By the way, I understand the naturalist will explain the desire to have children by bringing up the instinct to perpetuate our own offspring which we seem to share with the animal kingdom. But, this response will not do. For, it does not explain why a couple is willing to adopt a child that is of no relation to themselves or to anyone that they know. Furthermore, that couple will raise that child with as much if not more of a loving attitude than most biological parents.
I also feel that this yearning to love is perhaps the essence of what it means to be created in God's image. He certainly would not have created us out of a desire to be loved because we cannot produce love on our own. He is the Source of all love; we merely reflect it back to Him. If we fool ourselves into believing that we actually love Him (or anyone else) out of our own volition, we become like the child who thinks he is really buying his parent a gift when the source of the funds is the parent himself.
And, finally, we must look at Christ's demands. We are to love God with all our heart, soul, and mind. And, we are to love our neighbor as ourself. Think about that for a moment. Everything He teaches or demands of us serves to drive us to be more like Him. By commanding us to love, God first and then our neighbors, He has provided us with the essence of that image. God is love.
Well, I turned 40 yesterday. I'm not really sure what all the hoopla is about. The day came and went and I feel no different than I did two days ago. However, I must confess that I do have a growing urge to buy a red Corvette and a box of "Just for Men" haircolor. I'm sure it will pass though.
Seriously, why do people flip out over the birthdays ending in zero? I have a friend at work who completely changed his wardrobe at 40. He started wearing Armani and gelled his hair. His whole demeanor changed. Another friend went on a total health kick. She started working out six days a week, sometimes twice a day. She lost about fifteen pounds and seriously toned up. Of course, both of them are "back to normal". He's back to khakis and loafers; she no longer looks like she can kick my butt.

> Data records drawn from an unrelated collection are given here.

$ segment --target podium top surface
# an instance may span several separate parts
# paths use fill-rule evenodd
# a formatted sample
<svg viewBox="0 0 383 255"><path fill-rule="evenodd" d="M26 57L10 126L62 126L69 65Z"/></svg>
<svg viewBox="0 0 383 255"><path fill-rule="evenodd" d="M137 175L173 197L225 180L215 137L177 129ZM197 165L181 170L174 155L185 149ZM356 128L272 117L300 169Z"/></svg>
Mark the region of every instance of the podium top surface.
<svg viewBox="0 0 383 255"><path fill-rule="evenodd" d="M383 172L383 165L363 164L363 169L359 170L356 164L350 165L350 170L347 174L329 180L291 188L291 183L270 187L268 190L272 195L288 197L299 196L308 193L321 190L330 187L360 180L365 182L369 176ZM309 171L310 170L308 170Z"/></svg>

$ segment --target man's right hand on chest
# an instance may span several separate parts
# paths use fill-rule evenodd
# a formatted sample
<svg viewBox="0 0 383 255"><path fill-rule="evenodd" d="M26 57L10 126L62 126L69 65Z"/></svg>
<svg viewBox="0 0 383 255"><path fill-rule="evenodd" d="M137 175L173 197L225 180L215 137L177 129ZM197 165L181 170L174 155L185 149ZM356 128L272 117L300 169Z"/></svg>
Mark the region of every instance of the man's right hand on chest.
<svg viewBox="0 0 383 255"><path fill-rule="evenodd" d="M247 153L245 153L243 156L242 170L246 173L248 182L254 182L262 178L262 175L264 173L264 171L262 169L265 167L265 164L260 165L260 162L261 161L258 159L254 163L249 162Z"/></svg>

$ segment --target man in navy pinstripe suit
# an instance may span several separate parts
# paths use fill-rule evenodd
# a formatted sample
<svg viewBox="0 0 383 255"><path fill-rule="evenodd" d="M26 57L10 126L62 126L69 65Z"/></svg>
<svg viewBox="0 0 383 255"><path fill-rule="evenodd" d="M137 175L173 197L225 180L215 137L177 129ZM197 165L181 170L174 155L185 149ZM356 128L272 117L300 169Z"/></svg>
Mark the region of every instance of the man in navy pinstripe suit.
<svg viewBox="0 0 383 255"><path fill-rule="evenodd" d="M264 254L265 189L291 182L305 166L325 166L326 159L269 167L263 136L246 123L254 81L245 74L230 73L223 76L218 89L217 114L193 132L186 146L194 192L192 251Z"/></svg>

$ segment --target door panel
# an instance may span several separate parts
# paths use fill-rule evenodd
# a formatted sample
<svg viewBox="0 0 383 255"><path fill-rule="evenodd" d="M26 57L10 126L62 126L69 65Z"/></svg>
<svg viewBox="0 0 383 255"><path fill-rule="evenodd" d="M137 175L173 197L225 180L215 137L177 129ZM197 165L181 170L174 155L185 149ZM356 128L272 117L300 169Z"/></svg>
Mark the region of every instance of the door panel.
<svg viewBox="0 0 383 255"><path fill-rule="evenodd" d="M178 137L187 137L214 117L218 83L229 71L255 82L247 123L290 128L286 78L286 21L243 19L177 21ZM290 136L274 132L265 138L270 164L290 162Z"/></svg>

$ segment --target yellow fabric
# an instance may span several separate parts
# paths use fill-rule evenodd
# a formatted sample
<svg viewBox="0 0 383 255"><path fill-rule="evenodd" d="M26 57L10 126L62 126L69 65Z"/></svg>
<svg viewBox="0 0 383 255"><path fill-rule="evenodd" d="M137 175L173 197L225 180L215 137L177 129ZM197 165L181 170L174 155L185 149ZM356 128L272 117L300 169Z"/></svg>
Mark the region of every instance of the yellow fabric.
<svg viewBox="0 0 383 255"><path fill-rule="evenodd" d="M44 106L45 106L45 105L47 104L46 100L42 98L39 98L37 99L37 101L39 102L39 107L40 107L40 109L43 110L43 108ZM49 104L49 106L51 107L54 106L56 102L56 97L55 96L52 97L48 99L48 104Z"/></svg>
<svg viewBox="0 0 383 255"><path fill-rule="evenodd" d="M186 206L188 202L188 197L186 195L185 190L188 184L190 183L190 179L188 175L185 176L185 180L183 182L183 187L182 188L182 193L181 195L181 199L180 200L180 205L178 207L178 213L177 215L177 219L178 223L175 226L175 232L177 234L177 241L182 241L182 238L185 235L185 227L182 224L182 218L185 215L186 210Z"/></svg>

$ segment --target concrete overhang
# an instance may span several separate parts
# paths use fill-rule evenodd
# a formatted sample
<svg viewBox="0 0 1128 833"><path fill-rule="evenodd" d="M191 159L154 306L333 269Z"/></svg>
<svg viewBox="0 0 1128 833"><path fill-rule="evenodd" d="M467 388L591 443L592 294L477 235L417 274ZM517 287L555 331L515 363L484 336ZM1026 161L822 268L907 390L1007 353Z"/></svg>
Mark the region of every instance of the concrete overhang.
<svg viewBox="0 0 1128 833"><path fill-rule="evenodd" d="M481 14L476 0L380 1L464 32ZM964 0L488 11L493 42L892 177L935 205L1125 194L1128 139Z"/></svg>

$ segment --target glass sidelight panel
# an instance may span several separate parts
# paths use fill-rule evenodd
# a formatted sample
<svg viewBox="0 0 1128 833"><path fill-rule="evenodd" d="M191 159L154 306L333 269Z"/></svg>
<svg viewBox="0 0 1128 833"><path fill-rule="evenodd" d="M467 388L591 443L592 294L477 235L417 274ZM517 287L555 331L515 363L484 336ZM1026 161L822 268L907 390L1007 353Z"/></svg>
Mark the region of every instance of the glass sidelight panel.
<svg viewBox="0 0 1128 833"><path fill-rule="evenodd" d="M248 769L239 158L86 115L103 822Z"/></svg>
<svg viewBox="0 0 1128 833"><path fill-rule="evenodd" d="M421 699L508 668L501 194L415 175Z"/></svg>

I suppose it could have something to do with a sense of falling behind schedule. Perhaps folks set goals for their 40th anniversary on this planet and panic when they faill to achieve them. But, both of the friends I mentioned above are very successful (by worldly standards). They have big pay checks, big offices, big houses, and beautiful families.
Maybe we gain a sense of our own mortality when we turn 40. It wasn't that long ago that I thought 40 was really old. Of course, it is entirely probable that only old people think 40 isn't old. Okay, so I'm old. Big whoop. Maybe I'm fooling myself, but I think I'm okay with that. The closer I am to death, the closer (temporally) I am to Christ. That can't be a bad thing.
And, maybe that's it. If we begin to contemplate our own death and Christ is not in the picture, I suppose it would be easy to panic. It would be tempting to try to recapture our youth by any superficial means at our disposal. But, if Christ is in the picture, then nothing else matters. It is counted as loss for His sake.